L’âge et la maturité ont pour effet naturel de nous tempérer, de nous calmer. La jeunesse ne croit qu’à son épée ; elle a le verbe haut, la parole incisive et tranchante ; on apprend peu à peu à baisser le ton, on n’est plus si sûr de soi-même, on rend plus facilement justice à ses ennemis et aux visages qui nous déplaisent. C’est tout le contraire qui est arrivé à M. Nietzsche. Il avait à ses débuts plus de penchant pour le style mesuré, des respects humains qu’il a perdus depuis. Autrefois, il savait sourire ; d’année en année son éloquence est devenue plus colérique, plus virulente, et, dans ses derniers livres, il ne raisonne plus, il se fâche sans cesse, il s’emporte, il aboie. Il lui en coûte peu de traiter ses adversaires « de tartuffes, d’eunuques, de punaises coquettes et puantes. » Ce n’est pas lui qui dirait comme Leibniz : « Je ne méprise presque rien. » Il méprise d’un mépris souverain les sots jugemens du vulgaire, et il déclare que, si la nature lui a donné des pieds, « ce n’est pas pour quitter la place aux gens qui lui déplaisent, c’est pour les écraser. »

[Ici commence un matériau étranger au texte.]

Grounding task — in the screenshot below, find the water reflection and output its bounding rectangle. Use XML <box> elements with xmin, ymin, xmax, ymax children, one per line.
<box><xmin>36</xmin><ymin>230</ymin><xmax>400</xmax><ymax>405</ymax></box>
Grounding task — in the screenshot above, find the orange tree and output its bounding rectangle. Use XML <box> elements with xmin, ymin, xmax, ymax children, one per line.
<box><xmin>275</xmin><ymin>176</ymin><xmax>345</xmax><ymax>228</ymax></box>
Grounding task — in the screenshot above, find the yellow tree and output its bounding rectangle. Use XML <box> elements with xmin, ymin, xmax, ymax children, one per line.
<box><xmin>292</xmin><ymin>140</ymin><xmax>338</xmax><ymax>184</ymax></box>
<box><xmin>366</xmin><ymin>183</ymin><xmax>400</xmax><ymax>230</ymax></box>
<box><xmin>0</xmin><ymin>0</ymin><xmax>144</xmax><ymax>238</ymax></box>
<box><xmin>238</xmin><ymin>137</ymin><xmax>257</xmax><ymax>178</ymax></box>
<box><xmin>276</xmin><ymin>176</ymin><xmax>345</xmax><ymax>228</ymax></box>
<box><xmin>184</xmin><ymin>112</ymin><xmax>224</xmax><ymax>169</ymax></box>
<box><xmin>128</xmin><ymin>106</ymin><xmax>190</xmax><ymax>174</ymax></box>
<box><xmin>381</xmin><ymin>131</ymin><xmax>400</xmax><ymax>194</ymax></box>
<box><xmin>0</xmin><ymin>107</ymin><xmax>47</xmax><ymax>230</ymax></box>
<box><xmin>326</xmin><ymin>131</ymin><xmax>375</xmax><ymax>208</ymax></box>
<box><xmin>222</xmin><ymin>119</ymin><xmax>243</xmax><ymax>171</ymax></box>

Et pourtant dans cet homme terrible, qui se donne volontiers des airs de matamore, de tranche-montagne, il y a malgré lui, oserai-je le dire ? un fond de délicatesse nerveuse, de caprice, de fantaisie, de fragilité féminine, qui fait à la fois sa faiblesse et son charme. Je ne sais s’il n’aime pas les femmes ou s’il les a trop aimées ; le fait est qu’il les respecte peu et que cependant, comme beaucoup d’entre elles, il n’a d’autre règle de ses jugemens que ses goûts et ses dégoûts. Il les accuse d’être les grandes ennemies de la vérité, qu’elles sacrifient sans pudeur au culte des apparences et à la beauté des mensonges. Il oublie qu’il a reproché plus d’une fois aux libres penseurs de notre temps de n’être pas des esprits vraiment libres, parce qu’ils ont encore la candeur de croire à la vérité morale. Il oublie que plus d’une fois aussi, il a agité, sans la résoudre, la question de savoir si la vérité a plus de prix que l’apparence.